Pero lo que ve un psicólogo con una o dos horas semanales son más comportamientos, acciones, todo lo que el alma de nuestro hijo quiere externalizar de alguna manera que tal vez no le gusta al resto o hacen que su sociabilidad no sea la adecuada. ¿

Y saben por qué las terapias toman tanto tiempo? Porque el terapista se da el trabajo de conocer a su paciente y, si es un niño, a sus papás, a sus hermanos, la dinámica familiar, escolar, etc. para ver de dónde salen todos los problemas…pero no conviviendo, sino en cortas sesiones con ciertas herramientas de medición. Y sin el amor de un padre. Nuevamente, hablamos de puro y simple conocimiento. Ojo, quiero que quede claro que estoy hablando de situaciones cotidianas, no de casos clínicos u otras situaciones que sí requieren a un especialista para salir adelante.
 
Conocer para amar responsablemente
 
Al ser nosotros los que más amamos a nuestros hijos, está en nosotros el conocerlo más, no para amarlo más (porque como dije al comienzo, este es el único amor que nace y crece sin que el conocimiento sea su causa) sino para simplemente ahondar en lo que mueve su corazón.
 
Muchas situaciones se han salvado porque una mamá o papá conocía mucho a su hijo. Leí una vez un caso en que un adolescente contento y feliz de repente se volvió huraño y mal humorado. La situación se mantenía. La mamá que sabía perfectamente cómo funcionaba el universo interior de su hijo se preocupó y fue a consultar a especialistas. Todos le decían que era normal a su edad. Pero ella no les creyó porque lo conocía. Sabía que algo grave estaba pasando. Y no quería preguntarle directamente a su hijo porque sabía que a esa edad y siendo hombre, la forma de abordarlo no podía ser directa.
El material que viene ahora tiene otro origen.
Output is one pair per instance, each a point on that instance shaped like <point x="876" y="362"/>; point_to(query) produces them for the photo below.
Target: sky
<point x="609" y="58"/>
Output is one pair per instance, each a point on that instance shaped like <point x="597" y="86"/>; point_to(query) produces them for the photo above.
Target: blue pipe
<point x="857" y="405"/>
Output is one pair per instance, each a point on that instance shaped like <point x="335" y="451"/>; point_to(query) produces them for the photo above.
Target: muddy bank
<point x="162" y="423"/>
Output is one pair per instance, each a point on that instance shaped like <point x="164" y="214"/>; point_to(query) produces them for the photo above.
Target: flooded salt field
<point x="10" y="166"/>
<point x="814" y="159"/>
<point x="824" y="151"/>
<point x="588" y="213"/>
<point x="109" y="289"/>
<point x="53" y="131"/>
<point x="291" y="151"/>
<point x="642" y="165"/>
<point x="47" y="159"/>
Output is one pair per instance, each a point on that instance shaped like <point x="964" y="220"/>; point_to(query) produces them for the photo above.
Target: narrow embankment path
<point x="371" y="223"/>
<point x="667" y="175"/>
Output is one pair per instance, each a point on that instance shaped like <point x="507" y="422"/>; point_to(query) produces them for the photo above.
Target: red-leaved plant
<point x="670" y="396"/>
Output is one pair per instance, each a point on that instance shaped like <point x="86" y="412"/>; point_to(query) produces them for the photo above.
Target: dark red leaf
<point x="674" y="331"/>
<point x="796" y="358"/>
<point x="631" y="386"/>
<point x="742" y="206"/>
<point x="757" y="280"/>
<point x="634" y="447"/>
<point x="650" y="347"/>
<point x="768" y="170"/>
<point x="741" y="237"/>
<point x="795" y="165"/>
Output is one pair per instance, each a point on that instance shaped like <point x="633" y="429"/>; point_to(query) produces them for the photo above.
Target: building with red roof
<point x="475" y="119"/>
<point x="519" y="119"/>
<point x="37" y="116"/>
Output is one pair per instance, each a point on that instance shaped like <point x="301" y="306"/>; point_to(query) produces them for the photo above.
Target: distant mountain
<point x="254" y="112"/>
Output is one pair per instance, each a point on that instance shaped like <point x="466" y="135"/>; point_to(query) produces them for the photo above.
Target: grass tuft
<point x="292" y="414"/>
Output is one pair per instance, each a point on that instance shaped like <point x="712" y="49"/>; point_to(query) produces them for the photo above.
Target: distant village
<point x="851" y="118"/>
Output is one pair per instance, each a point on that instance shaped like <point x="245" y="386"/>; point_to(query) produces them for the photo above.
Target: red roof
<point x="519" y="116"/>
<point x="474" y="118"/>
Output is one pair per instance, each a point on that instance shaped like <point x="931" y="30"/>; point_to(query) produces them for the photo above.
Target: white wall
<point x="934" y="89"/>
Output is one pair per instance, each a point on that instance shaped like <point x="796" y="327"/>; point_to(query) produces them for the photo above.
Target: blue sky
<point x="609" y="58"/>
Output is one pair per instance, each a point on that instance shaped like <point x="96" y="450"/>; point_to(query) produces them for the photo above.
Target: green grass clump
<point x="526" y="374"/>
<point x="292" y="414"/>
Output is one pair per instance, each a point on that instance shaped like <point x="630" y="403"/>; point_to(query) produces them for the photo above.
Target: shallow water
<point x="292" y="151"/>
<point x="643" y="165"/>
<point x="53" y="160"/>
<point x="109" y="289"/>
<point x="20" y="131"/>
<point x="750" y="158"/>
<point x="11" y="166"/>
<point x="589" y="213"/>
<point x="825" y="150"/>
Durante mucho tiempo la mamá, atenta, entraba al cuarto del chico a ordenar la ropa o hacer otras cosas buscando estar cerca de él… hasta que un día el hijo no aguantó y le contó que un conocido lo había tratado de seducir y él había escapado, pero que desde entonces se sentía avergonzado y no se lo quería contar a nadie. A partir de ahí las cosas mejoraron. Y todo porque la mamá conocía a su hijo mejor que nadie… mejor que los especialistas, mejor que lo que cualquier libro o amigo le podía decir.
 
Veamos la situación en nosotros mismos. Mientras más nos conocemos, más autodominio tenemos sobre nuestra voluntad, sobre nuestros pensamientos. Sabemos reconocer nuestros sentimientos y sabemos cómo actuar cuando estos se presentan. El autoconocimiento es una herramienta poderosísima para el crecimiento personal. Porque el conocimiento nos da poder y control (que puede ser en el buen y el mal sentido de las palabras, pero para efectos de este blog, lo decimos en el buen sentido).
 
Lo mismo sucede con nuestros hijos: mientras más los conocemos podemos controlar mejor las situaciones, dominar los problemas, ver las posibles causas y las posibles soluciones. Muchas terapias familiares sirven para conocerse unos a otros porque, sí, podemos vivir bajo el mismo techo pero no saber quién es realmente el que comparte el cuarto con nosotros. Ganémosle un poco de tiempo a una posible terapia haciendo el esfuerzo de conocernos.
 
Conocer a nuestros hijos es de vital importancia para su desarrollo. No los conocemos para controlarlos y fiscalizarlos, ni mucho menos para criticarlos (“Te conozco, todo lo que haces para vagar”, no es una frase muy constructiva). Los conocemos para amarlos más allá del amor natural que nace de la simple filiación. Para amarlos con el amor responsable que merecen tener de parte de sus padres como encargados de su formación y crecimiento espiritual. Por eso no estoy hablando de un conocer superficial (saber que su plato favorito son el pollo con papás fritas no es un conocimiento profundo, de su intimidad).
 
Reflexionemos un poco sobre este tema y analicemos cuánto realmente conocemos a cada uno de los miembros de nuestra familia, como seres únicos y distintos, irrepetibles. Seguro que si nos ponemos como meta ahondar un poco más en cada uno de ellos encontraremos sorpresas insospechadas, gratas y no tan gratas. Pero ya el simple hecho de saber que existen es un gran paso para disfrutarlas o para enfrentarlas.